LSOT 至宝のハーモニー
昨日は東京カテドラル聖マリア大聖堂へ、東京少年少女合唱隊(The Little Singers of Tokyo)の定期演奏会に行きました。
私が高校時代に所属していた合唱部で、指揮の長谷川久恵先生にバードやパレストリーナ、ヴィクトリア、そして近代の宗教曲などをレッスンしていただきました。薫陶を受ける、という言葉がこれほどしっくり来たことはありませんでした。
それから大学生時代にはコールスLSOTに所属し、久恵先生や冴子先生、そして花澤利枝子先生、メンバーの皆さんに多くのことを教えていただきました。
いずれも受洗する前のことでしたが、この合唱隊の歌声によって導かれたといっても過言ではありません。
サントリーホールやオペラシティで聴くコンサートももちろん素晴らしいのですが、東京カテドラルで聴くと、やはりLSOTがPueri Cantoresという葡萄の枝に繋がった、豊潤な実をもつ聖歌隊の至宝だということを感じます。
静けさのうちに立ち現れたおひとりおひとりの姿は、ヨハネの黙示録7章にある白い衣を着た群衆が神を讃える姿のようでした。
改めてクリスチャンになってから彼らの歌声を聴くと、見えてくることがいっぱいありました。
タルティーニのStabat Materは、どうしてこんなに明るい曲なのだろうと最初は思っていたのですが、子どもたちの歌声に、“無実な子羊のキリスト”あるいは“無原罪の聖母”を見ました。強い光の外側の影が深く暗いように、完全な無垢が目の前にあることで、自分の罪がくっきりと突きつけられる、そんな思いでした。

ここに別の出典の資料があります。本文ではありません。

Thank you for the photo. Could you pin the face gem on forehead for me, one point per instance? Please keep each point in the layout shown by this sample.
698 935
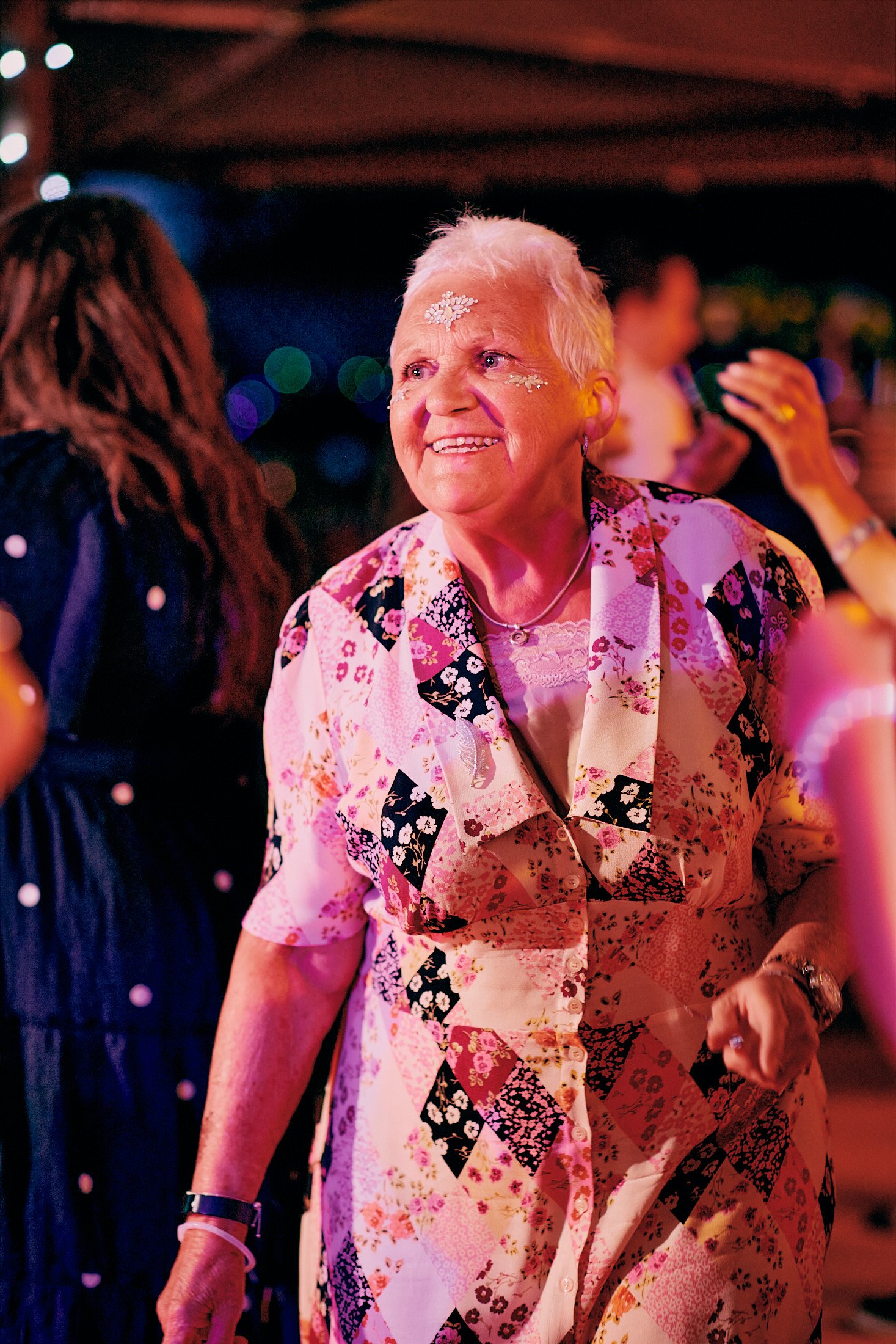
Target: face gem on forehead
530 381
450 308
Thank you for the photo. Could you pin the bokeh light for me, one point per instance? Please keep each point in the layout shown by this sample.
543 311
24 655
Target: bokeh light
12 64
247 405
14 147
288 368
362 379
280 483
56 186
343 460
58 56
829 377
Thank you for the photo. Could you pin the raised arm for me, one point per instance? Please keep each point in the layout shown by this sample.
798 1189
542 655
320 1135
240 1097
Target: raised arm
777 397
280 1004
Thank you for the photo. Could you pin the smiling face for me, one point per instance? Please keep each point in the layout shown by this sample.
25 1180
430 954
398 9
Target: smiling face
486 420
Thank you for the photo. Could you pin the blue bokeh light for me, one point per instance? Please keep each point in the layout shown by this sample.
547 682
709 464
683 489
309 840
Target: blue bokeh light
247 405
343 460
829 377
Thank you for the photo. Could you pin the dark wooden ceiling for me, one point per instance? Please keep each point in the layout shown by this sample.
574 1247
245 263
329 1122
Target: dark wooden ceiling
468 95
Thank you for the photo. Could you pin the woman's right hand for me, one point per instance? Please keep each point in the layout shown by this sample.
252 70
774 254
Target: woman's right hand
203 1299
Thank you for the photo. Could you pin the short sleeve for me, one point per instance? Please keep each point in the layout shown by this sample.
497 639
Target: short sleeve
797 834
309 891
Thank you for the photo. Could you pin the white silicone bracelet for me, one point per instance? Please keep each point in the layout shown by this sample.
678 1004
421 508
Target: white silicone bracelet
225 1237
834 718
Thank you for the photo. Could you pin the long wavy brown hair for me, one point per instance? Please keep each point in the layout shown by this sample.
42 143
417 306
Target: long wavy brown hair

細川俊夫のAve Mariaからは、あまりに大きく人の目には不可思議な神の秩序、神の御使いの存在から言い渡された受胎告知を、聖母マリアはおそれをもって引き受けた...その大いなる畏怖が、
カプレのミサ曲からはカトリックの美しい霊性を引き継いだ響き、清澄にして従順な祈りが、
パレストリーナからはAにしてΩである“ハーモニー”が、
天使の梯子のように立ち昇っては降りてくる、天上のコーラスでした。
素晴らしい歌声を本当にありがとうございました。